Maintaining a H2 partial pressure within the formation of greater than atmospheric pressure may increase an API value of produced condensable hydrocarbon fluids. Maintaining an increased H2 partial pressure may increase an API value of produced condensable hydrocarbon fluids to greater than about 25° or, in some instances,

greater than about 30°. Maintaining an increased H2 partial pressure within a heated portion of a hydrocarbon containing formation may increase a concentration of H2 within the heated portion. The H2 may be available to react with pyrolyzed components of the hydrocarbons. Reaction of H2 with the pyrolyzed components of hydrocarbons may reduce polymerization of olefins into tars and other cross-linked, difficult to upgrade, products.
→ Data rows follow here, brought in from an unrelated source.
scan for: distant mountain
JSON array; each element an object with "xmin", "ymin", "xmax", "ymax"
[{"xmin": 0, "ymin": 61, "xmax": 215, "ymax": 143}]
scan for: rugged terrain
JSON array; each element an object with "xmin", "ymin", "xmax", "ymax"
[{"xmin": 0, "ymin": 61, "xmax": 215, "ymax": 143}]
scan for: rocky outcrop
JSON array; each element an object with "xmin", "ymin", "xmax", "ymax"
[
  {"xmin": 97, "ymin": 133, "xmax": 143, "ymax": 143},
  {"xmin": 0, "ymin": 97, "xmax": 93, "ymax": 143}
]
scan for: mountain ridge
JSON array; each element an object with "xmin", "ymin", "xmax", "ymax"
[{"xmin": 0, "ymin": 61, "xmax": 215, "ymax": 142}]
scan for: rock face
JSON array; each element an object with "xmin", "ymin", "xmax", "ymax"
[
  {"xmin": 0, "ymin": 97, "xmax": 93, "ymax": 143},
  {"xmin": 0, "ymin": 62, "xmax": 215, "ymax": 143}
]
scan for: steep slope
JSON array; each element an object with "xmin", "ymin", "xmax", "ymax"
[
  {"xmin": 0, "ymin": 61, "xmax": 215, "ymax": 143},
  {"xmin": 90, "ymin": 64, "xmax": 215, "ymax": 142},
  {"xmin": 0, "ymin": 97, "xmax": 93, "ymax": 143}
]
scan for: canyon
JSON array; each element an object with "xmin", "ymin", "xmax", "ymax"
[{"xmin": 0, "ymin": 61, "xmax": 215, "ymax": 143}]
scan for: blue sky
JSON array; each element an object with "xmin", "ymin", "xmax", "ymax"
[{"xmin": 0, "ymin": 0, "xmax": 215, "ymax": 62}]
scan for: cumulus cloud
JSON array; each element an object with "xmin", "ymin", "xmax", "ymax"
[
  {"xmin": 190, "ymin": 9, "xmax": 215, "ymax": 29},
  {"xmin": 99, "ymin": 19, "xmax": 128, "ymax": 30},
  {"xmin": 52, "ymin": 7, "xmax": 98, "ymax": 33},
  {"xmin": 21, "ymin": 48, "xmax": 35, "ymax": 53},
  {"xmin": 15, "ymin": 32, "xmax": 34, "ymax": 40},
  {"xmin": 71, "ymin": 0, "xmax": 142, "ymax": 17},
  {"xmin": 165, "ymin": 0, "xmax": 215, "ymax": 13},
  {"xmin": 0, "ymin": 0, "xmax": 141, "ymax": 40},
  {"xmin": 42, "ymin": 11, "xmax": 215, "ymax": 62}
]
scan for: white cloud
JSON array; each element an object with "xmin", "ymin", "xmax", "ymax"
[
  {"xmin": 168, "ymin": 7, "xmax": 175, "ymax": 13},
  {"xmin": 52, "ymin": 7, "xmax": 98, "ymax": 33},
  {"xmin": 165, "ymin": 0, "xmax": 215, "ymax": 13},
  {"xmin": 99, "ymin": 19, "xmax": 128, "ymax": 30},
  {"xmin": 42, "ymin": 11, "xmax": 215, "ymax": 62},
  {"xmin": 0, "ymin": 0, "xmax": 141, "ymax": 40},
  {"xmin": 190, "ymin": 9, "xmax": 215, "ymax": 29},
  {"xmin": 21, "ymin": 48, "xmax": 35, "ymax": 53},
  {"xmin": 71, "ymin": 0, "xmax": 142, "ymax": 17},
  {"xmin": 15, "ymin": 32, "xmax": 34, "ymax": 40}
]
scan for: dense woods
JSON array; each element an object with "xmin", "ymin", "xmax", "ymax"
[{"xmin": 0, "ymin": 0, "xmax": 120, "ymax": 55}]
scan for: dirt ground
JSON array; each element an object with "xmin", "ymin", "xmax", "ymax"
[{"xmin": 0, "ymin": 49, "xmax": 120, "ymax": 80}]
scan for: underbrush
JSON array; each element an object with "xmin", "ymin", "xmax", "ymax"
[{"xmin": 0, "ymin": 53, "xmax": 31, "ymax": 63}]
Therefore, production of hydrocarbon fluids having low API gravity values may be inhibited.

Further modifications and alternative embodiments of various aspects of the invention may be apparent to those skilled in the art in view of this description. Accordingly, this description is to be construed as illustrative only and is for the purpose of teaching those skilled in the art the general manner of carrying out the invention. It is to be understood that the forms of the invention shown and described herein are to be taken as the presently preferred embodiments. Elements and materials may be substituted for those illustrated and described herein, parts and processes may be reversed, and certain features of the invention may be utilized independently, all as would be apparent to one skilled in the art after having the benefit of this description of the invention. Changes may be made in the elements described herein without departing from the spirit and scope of the invention as described in the following claims. In addition, it is to be understood that features described herein independently may, in certain embodiments, be combined.